Ø Thoroughly clean the touched kitchen surfaces after use.
Ø Any dirty laundry can be washed alongside other people’s items.
Looking after yourself at home
As with other viruses such as colds and flu, taking it easy and looking after yourself are crucial to your recovery. You should:
- Drink plenty of fluids. Drink enough water so that your pee is a pale, clear color.
- Avoid alcohol as this will makes you more dehydrated and further compromises those with week liver function.
- Get plenty of rest. You should isolate yourself at home if you have any symptoms of coronavirus, and avoid any strenuous activity whilst you are unwell.

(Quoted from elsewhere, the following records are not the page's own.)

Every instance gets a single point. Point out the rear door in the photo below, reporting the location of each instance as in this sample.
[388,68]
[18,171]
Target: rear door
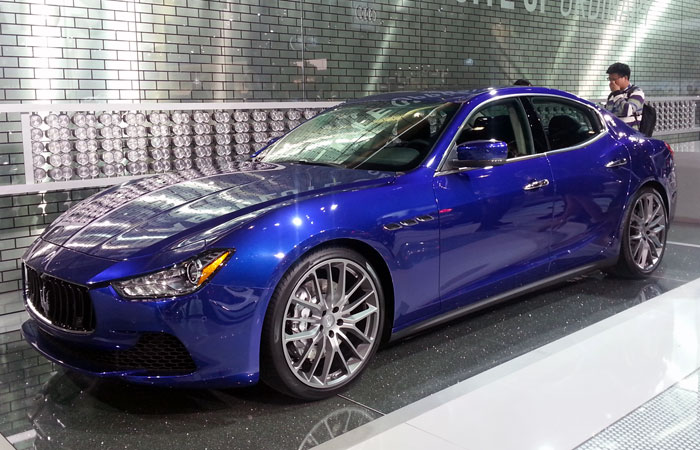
[591,172]
[494,221]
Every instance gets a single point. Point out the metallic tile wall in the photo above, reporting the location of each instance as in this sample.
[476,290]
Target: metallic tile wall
[68,51]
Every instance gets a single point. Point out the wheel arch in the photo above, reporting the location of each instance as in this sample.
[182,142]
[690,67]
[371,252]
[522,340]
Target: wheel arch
[378,263]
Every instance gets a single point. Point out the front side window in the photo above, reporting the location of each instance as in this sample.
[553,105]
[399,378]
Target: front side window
[500,121]
[367,135]
[566,124]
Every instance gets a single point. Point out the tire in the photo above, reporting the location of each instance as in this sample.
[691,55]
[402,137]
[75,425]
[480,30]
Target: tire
[313,346]
[644,234]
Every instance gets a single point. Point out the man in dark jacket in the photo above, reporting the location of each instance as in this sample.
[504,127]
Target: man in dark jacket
[626,100]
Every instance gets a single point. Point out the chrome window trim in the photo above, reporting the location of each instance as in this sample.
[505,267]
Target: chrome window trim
[604,130]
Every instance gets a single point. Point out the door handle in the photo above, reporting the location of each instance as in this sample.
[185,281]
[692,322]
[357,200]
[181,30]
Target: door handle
[616,163]
[537,184]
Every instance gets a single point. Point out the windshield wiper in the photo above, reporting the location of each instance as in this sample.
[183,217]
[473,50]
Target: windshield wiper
[316,163]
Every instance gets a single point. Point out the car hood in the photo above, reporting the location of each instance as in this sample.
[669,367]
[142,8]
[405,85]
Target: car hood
[170,210]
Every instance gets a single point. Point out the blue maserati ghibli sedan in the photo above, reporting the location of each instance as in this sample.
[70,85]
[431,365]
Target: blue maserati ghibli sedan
[373,220]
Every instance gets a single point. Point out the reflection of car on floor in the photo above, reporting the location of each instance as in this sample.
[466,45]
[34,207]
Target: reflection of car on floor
[371,221]
[71,412]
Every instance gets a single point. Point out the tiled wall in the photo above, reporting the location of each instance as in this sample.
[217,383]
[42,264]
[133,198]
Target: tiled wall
[267,50]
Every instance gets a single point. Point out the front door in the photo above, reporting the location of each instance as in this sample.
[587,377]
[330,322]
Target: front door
[494,221]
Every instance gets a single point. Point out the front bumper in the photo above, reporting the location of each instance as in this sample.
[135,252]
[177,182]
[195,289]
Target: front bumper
[208,339]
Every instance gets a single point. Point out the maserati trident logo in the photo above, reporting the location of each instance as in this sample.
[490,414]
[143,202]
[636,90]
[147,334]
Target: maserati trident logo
[44,300]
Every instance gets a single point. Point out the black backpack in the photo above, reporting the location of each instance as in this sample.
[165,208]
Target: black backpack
[648,122]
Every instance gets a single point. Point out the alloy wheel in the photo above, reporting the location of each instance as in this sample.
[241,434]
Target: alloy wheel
[647,231]
[331,323]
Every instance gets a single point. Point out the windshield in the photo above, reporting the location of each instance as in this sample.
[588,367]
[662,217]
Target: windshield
[368,135]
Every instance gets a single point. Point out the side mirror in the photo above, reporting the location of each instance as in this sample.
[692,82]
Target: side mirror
[481,154]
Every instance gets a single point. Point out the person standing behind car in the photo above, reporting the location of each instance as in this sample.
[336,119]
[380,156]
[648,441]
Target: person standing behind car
[626,100]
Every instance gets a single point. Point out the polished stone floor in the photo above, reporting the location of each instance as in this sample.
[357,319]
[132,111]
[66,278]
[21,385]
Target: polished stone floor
[42,406]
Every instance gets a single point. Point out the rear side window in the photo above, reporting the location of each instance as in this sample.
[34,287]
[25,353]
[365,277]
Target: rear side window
[566,124]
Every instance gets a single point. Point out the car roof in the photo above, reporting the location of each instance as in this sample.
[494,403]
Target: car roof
[458,96]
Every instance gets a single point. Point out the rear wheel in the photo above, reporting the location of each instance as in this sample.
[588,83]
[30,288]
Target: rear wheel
[644,235]
[323,325]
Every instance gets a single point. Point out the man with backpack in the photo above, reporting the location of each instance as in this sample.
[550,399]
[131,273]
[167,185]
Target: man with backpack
[626,100]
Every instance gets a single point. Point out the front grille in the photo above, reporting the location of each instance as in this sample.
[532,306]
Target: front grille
[63,304]
[154,353]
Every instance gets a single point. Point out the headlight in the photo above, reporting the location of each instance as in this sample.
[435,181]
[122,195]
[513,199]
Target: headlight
[181,279]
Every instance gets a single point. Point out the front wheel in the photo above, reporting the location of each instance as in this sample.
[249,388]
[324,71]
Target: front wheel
[644,235]
[323,324]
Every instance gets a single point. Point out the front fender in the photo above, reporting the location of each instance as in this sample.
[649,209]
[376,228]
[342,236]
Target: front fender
[267,247]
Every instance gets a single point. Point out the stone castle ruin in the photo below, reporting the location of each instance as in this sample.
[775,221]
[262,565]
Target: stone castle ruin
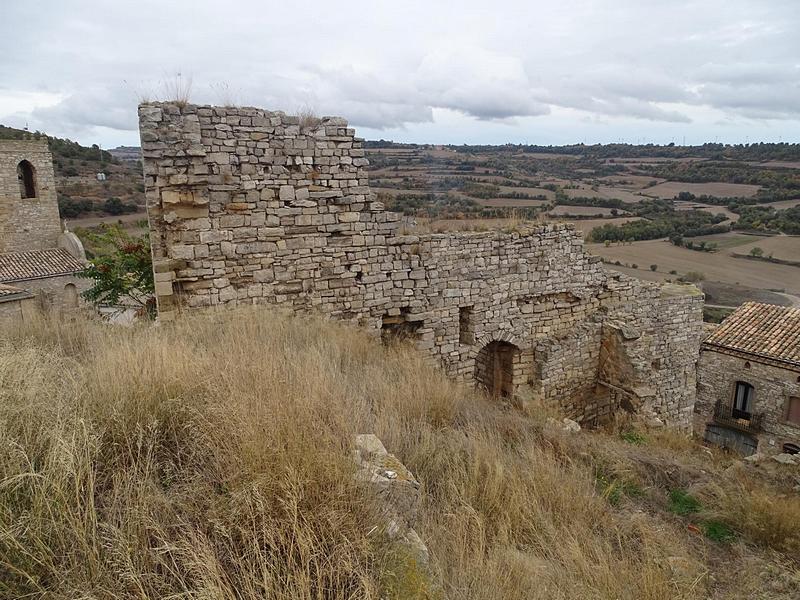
[248,206]
[38,260]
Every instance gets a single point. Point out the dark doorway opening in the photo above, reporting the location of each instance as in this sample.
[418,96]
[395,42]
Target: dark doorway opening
[494,368]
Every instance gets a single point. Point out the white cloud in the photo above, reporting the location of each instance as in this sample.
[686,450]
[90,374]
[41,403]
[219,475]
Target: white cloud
[526,66]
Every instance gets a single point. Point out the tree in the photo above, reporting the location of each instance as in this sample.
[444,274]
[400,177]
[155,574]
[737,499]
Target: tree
[122,271]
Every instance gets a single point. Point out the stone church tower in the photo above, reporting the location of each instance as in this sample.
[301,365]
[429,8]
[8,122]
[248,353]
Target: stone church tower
[38,262]
[29,217]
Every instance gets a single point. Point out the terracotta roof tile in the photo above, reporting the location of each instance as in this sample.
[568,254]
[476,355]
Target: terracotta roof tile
[9,293]
[19,266]
[765,330]
[8,290]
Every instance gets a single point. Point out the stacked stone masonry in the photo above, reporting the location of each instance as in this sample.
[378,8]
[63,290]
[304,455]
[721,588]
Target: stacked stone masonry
[33,246]
[27,223]
[251,206]
[775,384]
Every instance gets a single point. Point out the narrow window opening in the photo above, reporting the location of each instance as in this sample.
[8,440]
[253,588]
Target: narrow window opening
[793,411]
[27,181]
[789,448]
[466,325]
[743,401]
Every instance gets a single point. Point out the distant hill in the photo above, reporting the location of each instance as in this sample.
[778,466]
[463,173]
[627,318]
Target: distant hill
[80,193]
[62,149]
[126,153]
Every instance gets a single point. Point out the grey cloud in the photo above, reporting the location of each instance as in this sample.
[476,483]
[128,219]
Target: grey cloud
[390,65]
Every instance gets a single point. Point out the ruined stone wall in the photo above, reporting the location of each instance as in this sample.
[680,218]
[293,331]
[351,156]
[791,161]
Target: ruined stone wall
[18,309]
[57,292]
[773,382]
[251,206]
[27,223]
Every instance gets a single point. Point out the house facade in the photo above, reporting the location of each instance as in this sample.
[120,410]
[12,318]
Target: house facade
[748,393]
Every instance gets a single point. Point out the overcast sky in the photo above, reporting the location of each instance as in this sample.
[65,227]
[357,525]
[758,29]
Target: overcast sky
[497,71]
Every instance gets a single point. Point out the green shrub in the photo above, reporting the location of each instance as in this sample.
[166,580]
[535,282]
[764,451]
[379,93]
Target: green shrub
[683,503]
[718,531]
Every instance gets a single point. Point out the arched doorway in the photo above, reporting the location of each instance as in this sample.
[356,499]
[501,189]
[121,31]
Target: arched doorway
[27,180]
[494,368]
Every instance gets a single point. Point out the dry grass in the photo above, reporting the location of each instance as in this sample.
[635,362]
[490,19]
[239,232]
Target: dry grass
[209,458]
[308,117]
[177,89]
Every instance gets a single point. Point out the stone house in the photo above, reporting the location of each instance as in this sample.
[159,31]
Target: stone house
[248,206]
[748,393]
[38,260]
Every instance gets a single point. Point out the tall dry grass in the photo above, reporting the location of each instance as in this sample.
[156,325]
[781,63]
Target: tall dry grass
[209,458]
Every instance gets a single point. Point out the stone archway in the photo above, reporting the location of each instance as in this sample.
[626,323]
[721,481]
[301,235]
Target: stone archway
[494,368]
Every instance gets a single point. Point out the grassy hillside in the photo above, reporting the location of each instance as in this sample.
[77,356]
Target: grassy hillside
[210,458]
[76,168]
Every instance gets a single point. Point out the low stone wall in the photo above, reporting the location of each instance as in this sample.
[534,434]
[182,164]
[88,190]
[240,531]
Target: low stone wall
[253,206]
[57,292]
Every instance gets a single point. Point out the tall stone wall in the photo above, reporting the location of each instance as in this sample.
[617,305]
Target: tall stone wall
[251,206]
[27,223]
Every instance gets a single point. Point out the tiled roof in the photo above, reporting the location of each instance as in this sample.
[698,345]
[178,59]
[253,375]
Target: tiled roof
[18,266]
[764,330]
[7,290]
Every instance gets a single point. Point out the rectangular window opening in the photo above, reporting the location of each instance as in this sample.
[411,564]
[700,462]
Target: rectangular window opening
[399,328]
[466,325]
[743,401]
[793,410]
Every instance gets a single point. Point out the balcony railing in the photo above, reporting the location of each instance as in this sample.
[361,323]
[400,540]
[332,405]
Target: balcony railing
[725,414]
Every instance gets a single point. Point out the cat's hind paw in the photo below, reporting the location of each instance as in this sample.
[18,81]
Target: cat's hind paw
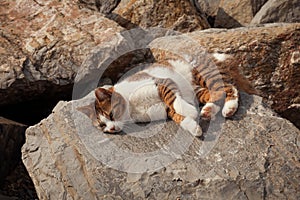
[191,126]
[230,108]
[209,111]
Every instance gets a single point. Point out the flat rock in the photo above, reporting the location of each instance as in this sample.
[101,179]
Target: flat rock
[236,13]
[254,155]
[262,60]
[180,16]
[278,11]
[103,6]
[43,44]
[12,137]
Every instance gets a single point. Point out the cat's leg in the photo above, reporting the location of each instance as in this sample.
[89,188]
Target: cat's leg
[211,106]
[178,109]
[214,99]
[187,123]
[231,101]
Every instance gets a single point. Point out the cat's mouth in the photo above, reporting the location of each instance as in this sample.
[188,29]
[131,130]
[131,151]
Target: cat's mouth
[113,129]
[110,128]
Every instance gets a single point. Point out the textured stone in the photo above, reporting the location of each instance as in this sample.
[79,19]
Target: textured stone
[103,6]
[236,13]
[209,7]
[42,45]
[176,15]
[262,60]
[254,155]
[12,137]
[278,11]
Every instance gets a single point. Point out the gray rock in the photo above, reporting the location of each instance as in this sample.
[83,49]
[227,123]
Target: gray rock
[103,6]
[254,155]
[180,16]
[262,60]
[12,137]
[43,44]
[236,13]
[278,11]
[209,7]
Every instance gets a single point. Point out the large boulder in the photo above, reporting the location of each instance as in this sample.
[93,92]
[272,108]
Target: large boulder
[278,11]
[236,13]
[42,45]
[103,6]
[180,16]
[252,156]
[262,60]
[12,137]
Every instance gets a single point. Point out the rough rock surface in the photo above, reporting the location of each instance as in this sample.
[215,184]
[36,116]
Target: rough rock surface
[12,137]
[262,60]
[278,11]
[177,15]
[255,155]
[103,6]
[43,43]
[209,7]
[236,13]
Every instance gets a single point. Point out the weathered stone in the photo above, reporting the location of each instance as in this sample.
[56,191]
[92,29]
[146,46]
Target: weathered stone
[179,15]
[262,60]
[12,137]
[103,6]
[253,156]
[209,7]
[42,45]
[236,13]
[278,11]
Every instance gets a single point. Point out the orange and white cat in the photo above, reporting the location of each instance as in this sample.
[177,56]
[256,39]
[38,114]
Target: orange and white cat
[168,90]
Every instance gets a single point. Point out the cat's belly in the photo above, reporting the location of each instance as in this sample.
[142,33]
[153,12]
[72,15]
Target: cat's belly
[145,105]
[147,113]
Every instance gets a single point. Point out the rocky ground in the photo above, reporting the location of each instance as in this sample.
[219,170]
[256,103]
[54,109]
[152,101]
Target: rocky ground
[49,49]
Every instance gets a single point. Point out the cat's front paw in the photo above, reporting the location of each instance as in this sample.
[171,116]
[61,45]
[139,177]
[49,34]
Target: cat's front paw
[209,111]
[191,126]
[230,108]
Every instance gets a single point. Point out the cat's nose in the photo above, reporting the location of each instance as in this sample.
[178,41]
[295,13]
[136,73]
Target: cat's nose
[112,129]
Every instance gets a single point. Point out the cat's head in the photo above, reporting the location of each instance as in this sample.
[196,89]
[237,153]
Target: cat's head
[110,108]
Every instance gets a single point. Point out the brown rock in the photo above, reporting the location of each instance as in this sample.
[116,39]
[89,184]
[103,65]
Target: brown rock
[42,45]
[209,7]
[176,15]
[278,11]
[12,137]
[103,6]
[263,60]
[253,156]
[236,13]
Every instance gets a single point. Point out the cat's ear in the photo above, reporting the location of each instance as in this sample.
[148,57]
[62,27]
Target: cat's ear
[102,94]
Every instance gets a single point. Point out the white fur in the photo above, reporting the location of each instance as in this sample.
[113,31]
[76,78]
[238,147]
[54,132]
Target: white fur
[180,74]
[220,56]
[183,108]
[231,106]
[117,125]
[191,125]
[214,110]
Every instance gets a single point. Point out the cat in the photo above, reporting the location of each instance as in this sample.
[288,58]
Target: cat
[166,90]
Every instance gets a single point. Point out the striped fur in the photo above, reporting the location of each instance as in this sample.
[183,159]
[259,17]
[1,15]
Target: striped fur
[161,91]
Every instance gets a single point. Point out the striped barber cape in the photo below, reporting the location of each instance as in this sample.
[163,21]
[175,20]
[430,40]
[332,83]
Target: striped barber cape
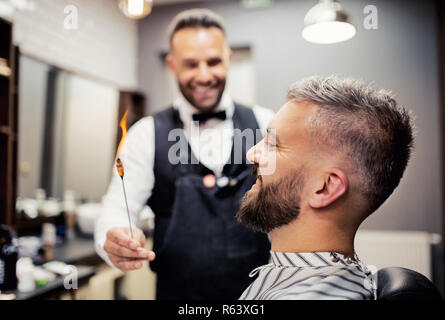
[311,276]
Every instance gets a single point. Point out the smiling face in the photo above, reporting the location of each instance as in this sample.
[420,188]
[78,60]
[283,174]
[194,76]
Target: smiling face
[277,197]
[287,144]
[200,59]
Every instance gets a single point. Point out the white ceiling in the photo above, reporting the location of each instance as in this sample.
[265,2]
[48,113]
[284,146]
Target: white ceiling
[167,2]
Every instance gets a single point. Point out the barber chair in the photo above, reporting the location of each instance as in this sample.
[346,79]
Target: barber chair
[397,283]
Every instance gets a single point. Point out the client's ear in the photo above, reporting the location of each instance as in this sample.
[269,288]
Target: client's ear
[334,185]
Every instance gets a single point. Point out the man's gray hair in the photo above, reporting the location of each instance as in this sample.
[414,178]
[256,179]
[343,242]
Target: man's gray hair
[366,125]
[195,18]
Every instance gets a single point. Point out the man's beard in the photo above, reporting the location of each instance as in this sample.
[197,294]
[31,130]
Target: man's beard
[274,205]
[187,92]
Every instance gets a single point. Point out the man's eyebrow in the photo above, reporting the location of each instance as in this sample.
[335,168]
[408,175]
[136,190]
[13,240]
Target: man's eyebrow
[271,132]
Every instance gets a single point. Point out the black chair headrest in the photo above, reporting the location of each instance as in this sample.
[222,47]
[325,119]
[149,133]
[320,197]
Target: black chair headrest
[397,283]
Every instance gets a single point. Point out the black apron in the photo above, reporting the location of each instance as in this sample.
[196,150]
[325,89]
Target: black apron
[202,251]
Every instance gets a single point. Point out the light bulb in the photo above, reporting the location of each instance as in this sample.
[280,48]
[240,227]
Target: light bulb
[327,23]
[136,9]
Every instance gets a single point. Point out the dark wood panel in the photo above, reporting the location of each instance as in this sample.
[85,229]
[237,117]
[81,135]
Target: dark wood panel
[440,9]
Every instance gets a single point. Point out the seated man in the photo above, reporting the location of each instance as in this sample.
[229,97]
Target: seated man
[340,149]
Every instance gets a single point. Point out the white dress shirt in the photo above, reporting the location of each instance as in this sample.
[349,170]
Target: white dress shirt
[137,155]
[311,276]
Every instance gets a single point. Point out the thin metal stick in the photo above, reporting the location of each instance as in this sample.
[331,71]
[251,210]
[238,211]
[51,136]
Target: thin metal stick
[126,203]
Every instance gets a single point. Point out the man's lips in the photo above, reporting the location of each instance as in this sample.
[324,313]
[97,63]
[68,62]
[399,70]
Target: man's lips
[205,92]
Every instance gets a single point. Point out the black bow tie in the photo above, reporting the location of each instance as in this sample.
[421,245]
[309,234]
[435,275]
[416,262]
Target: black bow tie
[203,117]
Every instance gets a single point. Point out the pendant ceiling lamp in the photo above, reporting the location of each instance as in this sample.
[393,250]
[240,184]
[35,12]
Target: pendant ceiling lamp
[136,9]
[327,23]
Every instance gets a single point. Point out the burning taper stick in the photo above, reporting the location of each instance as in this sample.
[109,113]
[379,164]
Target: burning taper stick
[120,172]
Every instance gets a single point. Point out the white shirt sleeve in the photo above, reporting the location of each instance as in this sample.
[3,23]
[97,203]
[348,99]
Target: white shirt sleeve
[137,155]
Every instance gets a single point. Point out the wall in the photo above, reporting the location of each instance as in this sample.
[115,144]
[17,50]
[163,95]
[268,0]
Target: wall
[401,55]
[31,119]
[103,47]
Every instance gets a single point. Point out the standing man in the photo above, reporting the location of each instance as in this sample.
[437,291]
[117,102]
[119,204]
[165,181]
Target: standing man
[202,251]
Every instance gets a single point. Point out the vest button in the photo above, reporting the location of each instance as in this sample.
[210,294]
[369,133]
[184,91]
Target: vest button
[222,182]
[209,181]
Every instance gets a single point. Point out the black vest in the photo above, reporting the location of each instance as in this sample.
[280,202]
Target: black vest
[202,251]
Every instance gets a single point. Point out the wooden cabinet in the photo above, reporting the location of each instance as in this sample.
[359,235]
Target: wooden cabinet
[8,124]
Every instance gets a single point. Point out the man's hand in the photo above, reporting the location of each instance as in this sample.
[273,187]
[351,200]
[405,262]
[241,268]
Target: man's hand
[126,253]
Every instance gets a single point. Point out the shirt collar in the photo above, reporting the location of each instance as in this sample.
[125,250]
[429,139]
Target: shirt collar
[186,110]
[310,259]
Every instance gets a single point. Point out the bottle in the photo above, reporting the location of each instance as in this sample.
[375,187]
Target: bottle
[25,274]
[8,259]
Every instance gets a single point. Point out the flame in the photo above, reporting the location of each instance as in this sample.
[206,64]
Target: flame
[123,125]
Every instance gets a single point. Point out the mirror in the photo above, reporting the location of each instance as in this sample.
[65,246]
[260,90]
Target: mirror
[67,132]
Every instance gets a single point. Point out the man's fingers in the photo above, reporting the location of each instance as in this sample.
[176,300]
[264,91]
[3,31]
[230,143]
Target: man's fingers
[121,251]
[127,265]
[119,237]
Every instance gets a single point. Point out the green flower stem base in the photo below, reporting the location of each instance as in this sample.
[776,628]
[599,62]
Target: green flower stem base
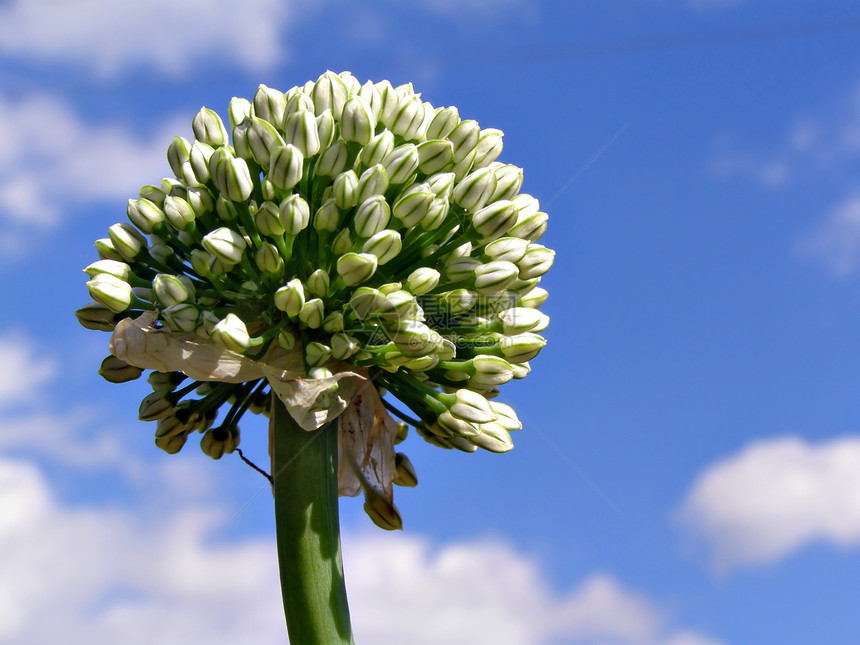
[304,467]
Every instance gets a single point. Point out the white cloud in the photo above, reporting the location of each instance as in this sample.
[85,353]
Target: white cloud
[837,240]
[171,37]
[775,497]
[52,159]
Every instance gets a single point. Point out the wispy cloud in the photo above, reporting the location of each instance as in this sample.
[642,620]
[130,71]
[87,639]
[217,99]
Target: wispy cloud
[775,497]
[108,38]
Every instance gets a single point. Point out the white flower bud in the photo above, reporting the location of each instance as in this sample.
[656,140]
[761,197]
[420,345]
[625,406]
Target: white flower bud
[423,280]
[327,217]
[114,293]
[126,240]
[435,155]
[522,347]
[285,166]
[357,123]
[494,277]
[371,216]
[232,177]
[385,245]
[115,370]
[377,149]
[318,283]
[225,244]
[270,105]
[300,129]
[534,298]
[475,189]
[401,163]
[444,120]
[295,214]
[209,128]
[268,259]
[317,354]
[291,298]
[119,269]
[232,334]
[333,161]
[172,289]
[355,268]
[312,313]
[178,152]
[181,318]
[329,93]
[179,212]
[238,110]
[537,261]
[263,140]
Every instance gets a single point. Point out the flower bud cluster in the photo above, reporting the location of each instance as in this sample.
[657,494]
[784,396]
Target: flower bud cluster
[353,223]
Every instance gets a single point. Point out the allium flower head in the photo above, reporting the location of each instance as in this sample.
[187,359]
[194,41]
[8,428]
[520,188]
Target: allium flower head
[324,239]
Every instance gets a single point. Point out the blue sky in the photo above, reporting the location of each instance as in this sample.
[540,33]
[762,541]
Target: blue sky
[689,470]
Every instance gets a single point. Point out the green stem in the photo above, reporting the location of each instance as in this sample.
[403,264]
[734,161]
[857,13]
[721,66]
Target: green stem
[304,467]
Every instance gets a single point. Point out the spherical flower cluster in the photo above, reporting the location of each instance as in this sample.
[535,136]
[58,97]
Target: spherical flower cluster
[356,224]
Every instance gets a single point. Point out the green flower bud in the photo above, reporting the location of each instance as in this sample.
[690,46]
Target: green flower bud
[295,214]
[318,283]
[444,120]
[178,152]
[225,244]
[209,128]
[126,240]
[119,269]
[155,406]
[96,316]
[435,155]
[537,261]
[238,110]
[385,245]
[327,216]
[401,163]
[268,259]
[345,190]
[220,441]
[423,280]
[522,347]
[404,471]
[317,354]
[270,105]
[300,129]
[333,161]
[285,166]
[290,298]
[112,292]
[312,313]
[494,277]
[493,221]
[263,140]
[534,298]
[358,122]
[115,370]
[172,289]
[233,178]
[343,346]
[493,438]
[329,93]
[371,216]
[377,149]
[181,318]
[464,137]
[475,189]
[231,334]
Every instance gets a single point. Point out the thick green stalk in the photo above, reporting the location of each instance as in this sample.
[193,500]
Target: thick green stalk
[304,467]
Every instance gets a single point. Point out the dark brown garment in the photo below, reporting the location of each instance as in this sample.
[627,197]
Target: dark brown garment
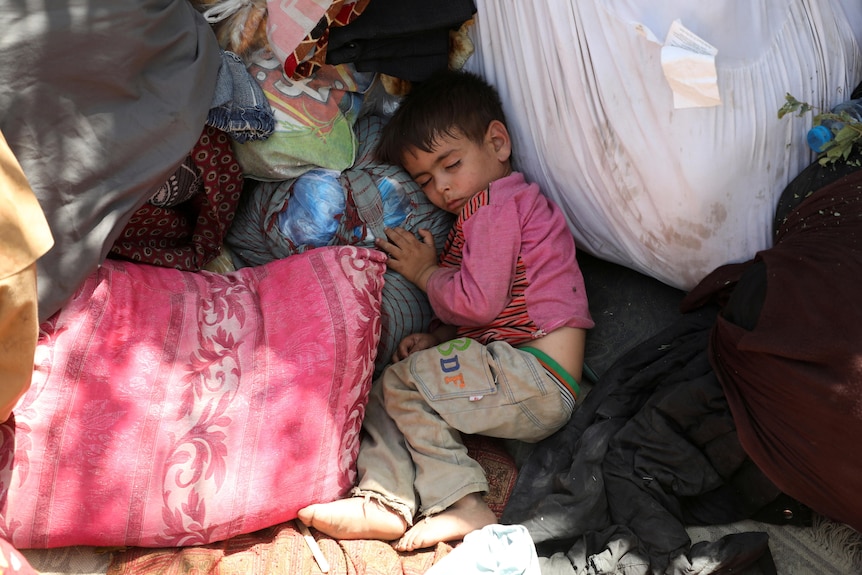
[789,353]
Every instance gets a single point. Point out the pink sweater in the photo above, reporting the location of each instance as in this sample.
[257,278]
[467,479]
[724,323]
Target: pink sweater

- Use over-the-counter medicines to treat some of your symptom.
There is currently no cure for COVID-19. Treatment aims at managing and reducing symptoms until recovery. Overwhelming infections are mild and manageable at home starting with self-isolation. A proportion of corona infected people would require hospital care. Older people and those with underlying health conditions run the risk of severe or critical infections.
Patients can take paracetamol or ibuprofen when self-medicating for symptoms of COVID-19, such as fever and headache, and should follow expert advice if symptoms get worse.” Commonly used painkillers like ‘Combiflam’ or ‘Flexon’ (both being over the counter) have a combination of both Paracetamol and Ibuprofen. Initial concerns about possible link between taking NSAIDs (ibuprofen) and developing more severe infection have proved to be completely untrue.
Cough medicines / syrups (avoid those containing a combination with paracetamol or ibuprofen such that there is no overdose of these drugs) or cough suppressants can help reduce your cough. Throat lozenges and remedies like honey and lemon may improve a sore throat, or simply gargles with lukewarm water.
Do not take them to treat coronavirus. Antibiotics will not improve coronavirus because they do not act against viruses.
Antibacterial hand washes (unless they’re also labelled as antiviral), cleaning products and hand sanitisers also won’t necessarily be effective in killing the virus on surfaces or your hands. Only hand sanitisers containing at least 60% alcohol are effective at killing viruses.
Advocacy by members of RAMDEV AAYOG (likes of V K Paul) notwithstanding such a ‘miracle’ cures backed by scientific evidence is yet to be found.
HAVE CHATS, AND GOOD HUMORED TALK WITH FRIENDS, RELATIVES AND FAMILY
You need to seek help if:
- You cannot cope with your symptoms at home.
- Your condition gets worse.
- You still have fever, are feeling generally unwell or have other symptoms after a week.
- You are unable to do everyday tasks such as looking at your phone, reading or getting out of bed.